Isso permite, em certa medida, a identificação dos detritos de dentina que foram compactados no espaço original do canal radicular após a preparação. A justificativa por trás dessa abordagem tem uma base simples, que foi descrita primeiro por Paqué et al e foi recentemente bem definida por Robinson et al como ‘‘pixels que estavam ocupados por ar e depois se tornaram dentina devem ser detritos.’’
Descobertas interessantes sobre o efeito dos atuais procedimentos de limpeza e modelagem na acumulação de detritos de tecido duro foram mostradas em estudos recentes.
- EDTA e irrigação ultrassônica passiva reduziram a acumulação de detritos de tecido duro, mas aproximadamente 50% dos detritos ainda permaneceram no espaço do canal radicular.
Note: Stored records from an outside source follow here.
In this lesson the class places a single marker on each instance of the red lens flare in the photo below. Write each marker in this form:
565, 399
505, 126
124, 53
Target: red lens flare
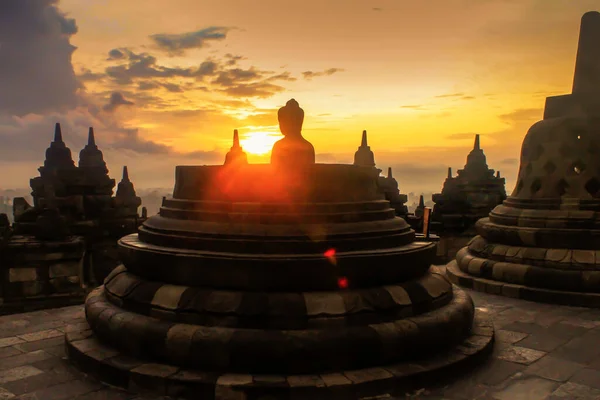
329, 253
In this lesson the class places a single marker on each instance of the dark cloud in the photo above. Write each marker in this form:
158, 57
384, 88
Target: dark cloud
171, 87
36, 74
115, 101
457, 96
210, 157
87, 75
116, 54
522, 115
148, 85
256, 89
327, 72
231, 59
251, 82
144, 66
176, 44
419, 107
460, 136
442, 96
234, 76
509, 161
130, 139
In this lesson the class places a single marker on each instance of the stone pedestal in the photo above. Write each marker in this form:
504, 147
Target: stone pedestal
255, 279
543, 242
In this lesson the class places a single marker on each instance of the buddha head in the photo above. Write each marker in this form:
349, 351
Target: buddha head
290, 119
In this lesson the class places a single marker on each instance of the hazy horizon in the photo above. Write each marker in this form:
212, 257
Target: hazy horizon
422, 79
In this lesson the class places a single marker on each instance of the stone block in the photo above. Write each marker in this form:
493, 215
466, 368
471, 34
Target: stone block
34, 288
586, 257
22, 274
63, 269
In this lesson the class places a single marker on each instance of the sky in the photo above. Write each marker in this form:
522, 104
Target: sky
166, 83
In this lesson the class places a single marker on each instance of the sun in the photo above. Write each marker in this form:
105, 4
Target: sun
259, 143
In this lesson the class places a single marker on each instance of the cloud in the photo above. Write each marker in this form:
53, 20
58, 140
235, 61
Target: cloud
176, 44
233, 59
311, 74
36, 74
143, 65
115, 54
419, 107
115, 101
86, 75
509, 161
522, 115
457, 96
460, 136
256, 89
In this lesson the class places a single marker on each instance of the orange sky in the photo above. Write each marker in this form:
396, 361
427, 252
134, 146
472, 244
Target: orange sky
422, 77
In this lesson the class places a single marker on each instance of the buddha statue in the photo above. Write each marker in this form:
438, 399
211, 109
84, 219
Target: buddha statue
293, 150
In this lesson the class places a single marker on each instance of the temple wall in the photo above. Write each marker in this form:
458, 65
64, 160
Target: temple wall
450, 243
37, 274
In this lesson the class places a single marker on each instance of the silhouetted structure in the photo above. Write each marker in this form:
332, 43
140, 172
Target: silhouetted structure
293, 151
469, 196
67, 239
542, 242
283, 276
389, 185
236, 154
464, 199
364, 157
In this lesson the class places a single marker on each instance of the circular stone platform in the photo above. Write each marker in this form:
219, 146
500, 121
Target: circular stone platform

- O uso de um quelante compatível com hipoclorito possibilitou a redução da acumulação de detritos de tecido duro.
- Sistemas de arquivos autoajustáveis (ReDent-Nova, Ra’anana, Israel) resultaram em menos detritos de tecido duro acumulados em sistemas de canais radiculares contendo istmo do que a instrumentação rotatória com ProTaper (Dentsply/Maillefer, Ballaigues, Suíça) e irrigação com agulha/siringa.
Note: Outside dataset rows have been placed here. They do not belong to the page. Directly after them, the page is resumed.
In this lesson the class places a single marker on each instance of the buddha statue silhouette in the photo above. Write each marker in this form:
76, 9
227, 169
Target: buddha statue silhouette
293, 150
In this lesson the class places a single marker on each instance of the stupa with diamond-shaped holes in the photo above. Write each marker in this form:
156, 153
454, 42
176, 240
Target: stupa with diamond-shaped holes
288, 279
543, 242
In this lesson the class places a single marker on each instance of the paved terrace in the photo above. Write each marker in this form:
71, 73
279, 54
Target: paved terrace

Esses achados precisam ser enfatizados porque foram fornecidos por experimentos metodologicamente sólidos utilizando tecnologia de micro-CT e análise de imagem. Assim, um ponto que vale a pena discutir é a recente mudança metodológica no estudo da acumulação de detritos de tecido duro. Portanto, algumas preocupações em relação à tecnologia de micro-CT devem ser apontadas, considerando que este é um procedimento de alto custo, que exige muito trabalho e tempo, e que demanda uma curva de aprendizado extensa para adquirir a expertise necessária para extrair dados quantitativos. Uma das razões para o alto custo dos procedimentos experimentais utilizando essa tecnologia está relacionada aos pacotes de software proprietários, que costumam ser caros. Este é um dos pontos que impedem a disseminação mundial dessa metodologia útil.
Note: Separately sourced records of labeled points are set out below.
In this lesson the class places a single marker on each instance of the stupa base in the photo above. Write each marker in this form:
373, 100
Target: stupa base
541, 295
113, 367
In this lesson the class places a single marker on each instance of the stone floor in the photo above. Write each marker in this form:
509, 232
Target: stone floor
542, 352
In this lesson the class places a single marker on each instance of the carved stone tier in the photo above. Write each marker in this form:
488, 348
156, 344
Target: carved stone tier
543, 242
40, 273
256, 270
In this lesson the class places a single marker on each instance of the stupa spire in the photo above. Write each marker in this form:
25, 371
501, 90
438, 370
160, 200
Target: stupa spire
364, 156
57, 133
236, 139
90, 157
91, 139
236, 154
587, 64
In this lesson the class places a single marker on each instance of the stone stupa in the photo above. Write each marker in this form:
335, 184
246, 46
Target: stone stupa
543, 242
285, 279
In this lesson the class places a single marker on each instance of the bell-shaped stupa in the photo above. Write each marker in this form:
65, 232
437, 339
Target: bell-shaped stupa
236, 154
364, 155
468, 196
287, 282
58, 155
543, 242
Portanto, o objetivo deste estudo foi apresentar uma descrição passo a passo de um novo método utilizado para identificar, medir e mapear tridimensionalmente a acumulação de detritos de tecido duro dentro do espaço do canal radicular após a preparação biomecânica, utilizando software gratuito para processamento e análise de imagem. Suas vantagens em relação aos pacotes de software de análise de imagem proprietários e suas limitações também são cuidadosamente abordadas.
Materiais e Métodos
Critérios de Seleção dos Dentes
Este estudo foi revisado e aprovado pelo Comitê de Ética, Núcleo de Estudos em Saúde Coletiva (protocolo nº 2223-CEP/HUPE). Cento e vinte primeiros e segundos molares mandibulares humanos com raízes completamente separadas foram obtidos de um banco de dentes extraídos. Os dentes foram extraídos por razões não relacionadas a este estudo e inicialmente selecionados com base em radiografias digitais tomadas na direção bucolingual para detectar qualquer possível obstrução do canal radicular e para determinar o ângulo de curvatura da raiz mesial, conforme descrito por Schneider. O ângulo de curvatura foi medido usando um programa de análise de imagem de código aberto (Fiji v.1.47n; Madison, WI), e apenas dentes com uma raiz mesial com curvatura moderada (variando de 10◦–20◦) foram selecionados. Além disso, os critérios de inclusão compreendiam apenas molares nos quais a medição apical final dos canais mesiais permitia a colocação de um arquivo manual tamanho 10 (Dentsply Maillefer, Ballaigues, Suíça) até o comprimento de trabalho. Além disso, o comprimento dos espécimes foi padronizado entre 20 e 22 1 mm para evitar a introdução de variáveis de confusão, que poderiam contribuir para variações nos procedimentos de preparação. Como resultado, 52 molares mandibulares foram selecionados e armazenados em solução de timol a 0,1% a 5◦C.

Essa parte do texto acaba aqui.